Allowed Pod disruptions

Any downtime of our products is generally considered to be bad. Although downtime can’t be prevented 100% of the time - especially if the product does not support High Availability - we can try to do our best to reduce it to an absolute minimum.

Kubernetes provides mechanisms to ensure minimal planned downtime. Please keep in mind that this only affects planned (voluntary) downtime of Pods - unplanned Kubernetes node crashes can always occur.

Our operators will always deploy so-called PodDisruptionBudget (PDB) resources as part of a Stacklet. For every role that you specify (e.g. HDFS namenodes or Trino workers) a PDB is created.

Default values

The defaults depend on the individual product and can be found below the "Operations" usage guide.

They are based on our knowledge of each product’s fault tolerance. In some cases they may be a little pessimistic, but they can be adjusted as documented in the following sections.

In general, product roles are split into the following two categories, which serve as guidelines for the default values we apply:

Multiple replicas to increase availability

For these roles (e.g. ZooKeeper servers, HDFS journal + namenodes or HBase masters), only a single Pod is allowed to be unavailable. For example, imagine a cluster with 7 ZooKeeper servers, where 4 servers are required to form a quorum and healthy ensemble. By allowing 2 servers to be unavailable, there is no single point of failure (as there are at least 5 servers available). But there is only a single spare server left. The reason to choose 7 instead of e.g. 5 ZooKeeper servers might be, that there are always at least 2 spare servers. Increasing the number of allowed disruptions and increasing the number of replicas is not improving the general availability.

Multiple replicas to increase performance

For these roles (e.g. HDFS datanodes, HBase regionservers or Trino workers), more than a single Pod is allowed to be unavailable. Otherwise, rolling re-deployments may take very long.

The operators calculate the number of Pods for a given role by adding the number of replicas of every role group that is part of that role.

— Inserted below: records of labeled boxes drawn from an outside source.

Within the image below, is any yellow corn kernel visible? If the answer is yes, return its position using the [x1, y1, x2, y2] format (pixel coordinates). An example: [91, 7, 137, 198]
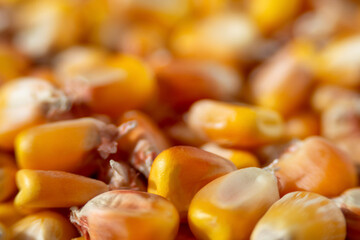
[15, 169, 108, 209]
[188, 100, 283, 147]
[318, 35, 360, 87]
[188, 168, 279, 240]
[0, 154, 17, 202]
[14, 0, 83, 58]
[250, 42, 313, 115]
[0, 222, 11, 240]
[70, 190, 179, 240]
[11, 211, 78, 240]
[201, 143, 260, 169]
[0, 78, 70, 150]
[148, 146, 236, 219]
[311, 84, 359, 112]
[247, 0, 302, 33]
[170, 12, 259, 63]
[251, 192, 346, 240]
[15, 118, 118, 172]
[285, 112, 320, 139]
[333, 187, 360, 240]
[273, 137, 357, 197]
[57, 48, 156, 118]
[0, 202, 24, 226]
[156, 60, 242, 110]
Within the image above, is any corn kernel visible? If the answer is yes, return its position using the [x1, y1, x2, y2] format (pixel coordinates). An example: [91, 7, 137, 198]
[0, 78, 70, 150]
[285, 112, 320, 139]
[247, 0, 302, 33]
[15, 118, 119, 172]
[157, 60, 242, 110]
[274, 137, 357, 197]
[318, 35, 360, 87]
[15, 169, 108, 209]
[251, 192, 346, 240]
[70, 190, 179, 240]
[148, 146, 236, 220]
[188, 100, 283, 147]
[201, 143, 260, 169]
[188, 168, 279, 240]
[250, 43, 312, 115]
[118, 111, 170, 177]
[11, 211, 78, 240]
[0, 154, 17, 202]
[0, 202, 24, 226]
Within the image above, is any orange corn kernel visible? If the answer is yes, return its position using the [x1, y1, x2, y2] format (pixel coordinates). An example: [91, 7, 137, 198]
[333, 187, 360, 240]
[0, 202, 24, 226]
[318, 35, 360, 87]
[14, 0, 83, 58]
[15, 169, 109, 209]
[0, 154, 17, 202]
[321, 98, 360, 140]
[201, 143, 260, 169]
[285, 112, 320, 139]
[250, 43, 312, 115]
[170, 12, 259, 63]
[57, 48, 156, 118]
[273, 137, 357, 197]
[70, 190, 179, 240]
[157, 60, 242, 110]
[0, 223, 11, 240]
[188, 168, 279, 240]
[311, 85, 360, 112]
[11, 211, 78, 240]
[0, 78, 70, 150]
[15, 118, 119, 172]
[148, 146, 236, 220]
[251, 192, 346, 240]
[188, 100, 283, 147]
[247, 0, 302, 33]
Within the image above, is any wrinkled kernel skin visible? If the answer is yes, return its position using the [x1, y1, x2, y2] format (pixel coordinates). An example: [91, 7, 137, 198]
[188, 168, 279, 240]
[77, 190, 179, 240]
[14, 169, 109, 209]
[15, 118, 100, 172]
[11, 211, 78, 240]
[251, 191, 346, 240]
[188, 100, 283, 147]
[276, 137, 357, 197]
[148, 146, 236, 220]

In case there are no replicas defined on a role group, one Pod will be assumed for this role group, as the created Kubernetes objects (StatefulSets or Deployments) will default to a single replica as well. However, in case there are HorizontalPodAutoscaler in place, the number of replicas of a rolegroup can change dynamically. In this case the operators might falsely assume that role groups have fewer Pods than they actually have. This is a pessimistic approach, as the number of allowed disruptions normally stays the same or even increases when the number of Pods increases. This should be safe, but in some cases more Pods could have been allowed to be unavailable which may increase the duration of rolling re-deployments.

Influencing and disabling PDBs

You can configure

  1. Whether PDBs are written at all

  2. The maxUnavailable replicas for this role PDB

The following example

  1. Sets maxUnavailable for NameNodes to 1

  2. Sets maxUnavailable for DataNodes to 10, which allows downtime of 10% of the total DataNodes.

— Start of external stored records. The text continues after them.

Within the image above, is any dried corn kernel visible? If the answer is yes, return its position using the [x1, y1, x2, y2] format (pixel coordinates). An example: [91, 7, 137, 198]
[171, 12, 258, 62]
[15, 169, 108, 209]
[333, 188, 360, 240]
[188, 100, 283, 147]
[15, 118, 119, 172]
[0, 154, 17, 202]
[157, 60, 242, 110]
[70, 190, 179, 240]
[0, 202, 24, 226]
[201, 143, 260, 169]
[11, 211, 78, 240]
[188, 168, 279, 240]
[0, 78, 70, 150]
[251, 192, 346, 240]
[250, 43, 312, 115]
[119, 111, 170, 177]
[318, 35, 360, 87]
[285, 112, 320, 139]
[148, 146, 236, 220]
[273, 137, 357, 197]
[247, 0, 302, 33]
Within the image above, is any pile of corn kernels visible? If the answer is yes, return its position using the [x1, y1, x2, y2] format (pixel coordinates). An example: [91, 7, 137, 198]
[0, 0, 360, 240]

  3. Disables PDBs for JournalNodes

apiVersion: hdfs.stackable.tech/v1alpha1
kind: HdfsCluster
metadata:
  name: hdfs
spec:
  nameNodes:
    roleConfig: # optional, only supported on role level, *not* on rolegroup
      podDisruptionBudget: # optional
        enabled: true # optional, defaults to true
        maxUnavailable: 1 # optional, defaults to our "smart" calculation
    roleGroups:
      default:
        replicas: 3
  dataNodes:
    roleConfig:
      podDisruptionBudget:
        maxUnavailable: 10
    roleGroups:
      default:
        replicas: 100
  journalnodes:
    roleConfig:
      podDisruptionBudget:
        enabled: false
    roleGroups:
      default:
        replicas: 3

Using you own custom PDBs

In case you are not satisfied with the PDBs that are written by the operators, you can deploy your own.

In case you write custom PDBs, it is your responsibility to take care of the availability of the products
It is important to disable the PDBs created by the Stackable operators as described above before creating your own PDBs, as this is a limitation of Kubernetes.

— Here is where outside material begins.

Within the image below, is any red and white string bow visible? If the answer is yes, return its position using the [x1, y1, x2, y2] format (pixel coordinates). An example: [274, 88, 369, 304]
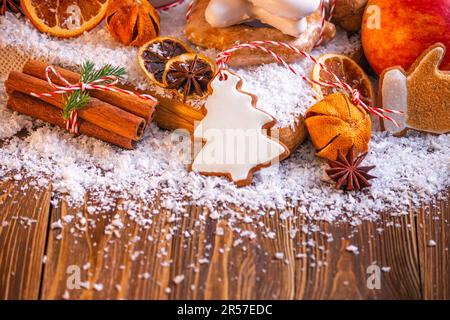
[30, 66, 157, 134]
[217, 41, 403, 127]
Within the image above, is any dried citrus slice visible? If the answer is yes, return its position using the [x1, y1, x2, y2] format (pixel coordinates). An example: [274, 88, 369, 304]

After disabling the Stackable PDBs, you can deploy you own PDB such as

apiVersion: policy/v1
kind: PodDisruptionBudget
metadata:
  name: hdfs-journalnode-and-namenode
spec:
  maxUnavailable: 1
  selector:
    matchLabels:
      app.kubernetes.io/name: hdfs
      app.kubernetes.io/instance: hdfs
    matchExpressions:
      - key: app.kubernetes.io/component
        operator: In
        values:
          - journalnode
          - namenode

This PDB allows only one Pod out of all the Namenodes and Journalnodes to be down at one time.

Details

Have a look at the ADR on Allowed Pod disruptions for the implementation details.